Lo ha sottolineato Maria Pia Covre, fondatrice, nel 1982, e leader del Comitato per i diritti civili delle prostitute, che il due giugno ha accusato il mancato riconoscimento dei diritti delle sex workers.

Dobbiamo pagare le tasse, ma non abbiamo gli stessi diritti di altri lavoratori. Si prenda atto che è un lavoro, chiediamo di avere il diritto di poterlo fare senza essere sfruttate o finire in galera.”

Il raduno del 2 giugno ha rappresentato anche un’importante occasione per rivendicare la “dimensione collettiva del movimento che spinge ad essere classe”. Il riconoscimento in quanto classe lavoratrice è d’altronde insito nel termine “sex work”, stesso, coniato negli anni Settanta dall’attivista americana Carol Leigh.

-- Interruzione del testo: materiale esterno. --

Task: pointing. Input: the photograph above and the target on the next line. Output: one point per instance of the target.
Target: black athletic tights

Il modello “abolizionista” italiano

In Italia, la prostituzione è “tollerata” per cui se il commercio di sesso è legale, alcune condotte collaterali come l’adescamento o il favoreggiamento costituiscono un reato. A Bologna, attiviste e attivisti hanno fatto emergere l’urgenza di apportare modifiche a tale modello normativo, definito “abolizionista”. Viene rimarcato come le sex workers potrebbero infatti essere accusate di favoreggiamento anche solo aiutandosi a vicenda. Se decidessero di affittare case insieme per creare un luogo di lavoro quanto più possibile “sicuro”, verrebbero denunciate per “esercizio di bordello”. L’ombra di questi reati le costringe dunque a lavorare da sole, aumentando i rischi di soprusi da parte dei clienti. Prepotenze dalle quali, come detto in precedenza, non possono successivamente difendersi.

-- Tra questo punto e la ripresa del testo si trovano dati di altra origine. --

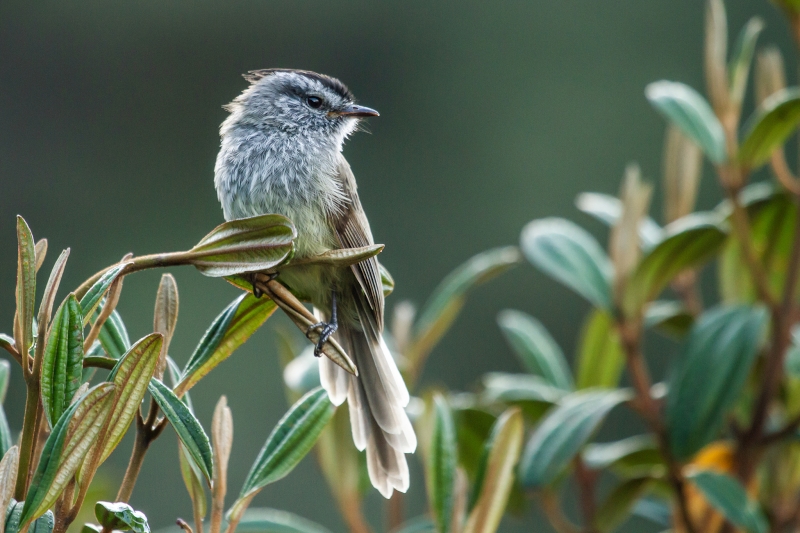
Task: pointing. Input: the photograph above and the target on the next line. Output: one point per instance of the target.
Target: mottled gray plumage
(281, 153)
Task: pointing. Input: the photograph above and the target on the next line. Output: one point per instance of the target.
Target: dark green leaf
(728, 497)
(275, 521)
(535, 348)
(91, 300)
(496, 474)
(131, 375)
(244, 245)
(289, 442)
(62, 365)
(690, 112)
(608, 209)
(114, 337)
(441, 309)
(186, 426)
(600, 356)
(44, 524)
(228, 331)
(26, 285)
(121, 516)
(688, 243)
(769, 127)
(567, 253)
(617, 506)
(671, 318)
(563, 433)
(710, 374)
(65, 448)
(742, 57)
(441, 468)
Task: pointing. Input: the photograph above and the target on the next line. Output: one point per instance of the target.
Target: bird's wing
(352, 230)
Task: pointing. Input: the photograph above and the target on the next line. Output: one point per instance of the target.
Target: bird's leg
(253, 277)
(327, 328)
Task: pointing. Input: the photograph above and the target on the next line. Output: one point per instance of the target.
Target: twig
(146, 432)
(111, 303)
(586, 485)
(649, 408)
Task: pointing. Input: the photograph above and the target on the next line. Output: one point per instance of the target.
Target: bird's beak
(358, 111)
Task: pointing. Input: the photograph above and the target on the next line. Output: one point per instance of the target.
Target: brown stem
(146, 432)
(586, 485)
(630, 333)
(773, 372)
(108, 308)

L’auspicio dei manifestanti è quello che la de-criminalizzazione del lavoro sessuale in Italia possa seguire le orme del Belgio. Questo ha recentemente legalizzato l’acquisto o la vendita del sesso. Tutto ciò che coinvolge stupro, violenze, prostituzioni di minori e tratta degli umani resta severamente punito dalla legge. In questo modo, il governo belga ha reso possibile la protezione legale di lavoratrici e lavoratori del sesso.

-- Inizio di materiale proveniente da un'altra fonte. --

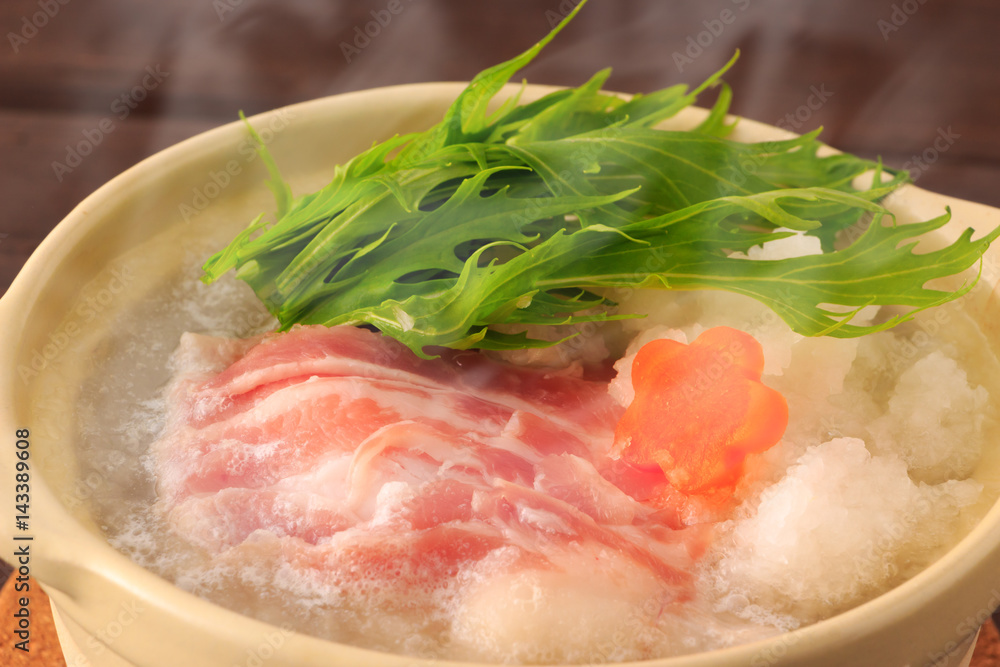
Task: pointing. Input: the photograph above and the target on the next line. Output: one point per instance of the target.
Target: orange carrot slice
(700, 409)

Riprendendo ancora le parole di Porpora Marcasciano, il rischio per l’Italia è quello di conformarsi al cosiddetto modello “nordico” che criminalizza l’acquisto di prestazioni sessuali. L’obiettivo di tale modello giuridico non è tanto colpire i sex workers quanto i clienti (i “papponi”). Così facendo, tuttavia, la domanda è meno selezionata, aumentando le possibilità di interfacciarsi con clienti pericolosi.

Parola alle sex workers

Ultima, ma non meno importante, rivendicazione delle lavoratrici sessuali portata avanti il 2 giugno scorso è di essere finalmente, e definitivamente, incluse nel dibattito intorno al loro mestiere. Uomini politici, accademici, attivisti e l’opinione pubblica spendono da decenni opinioni, spesso contrastanti, sulla questione. Coloro che dovrebbero essere protagonisti della conversazione, si ritrovano invece messi ai margini.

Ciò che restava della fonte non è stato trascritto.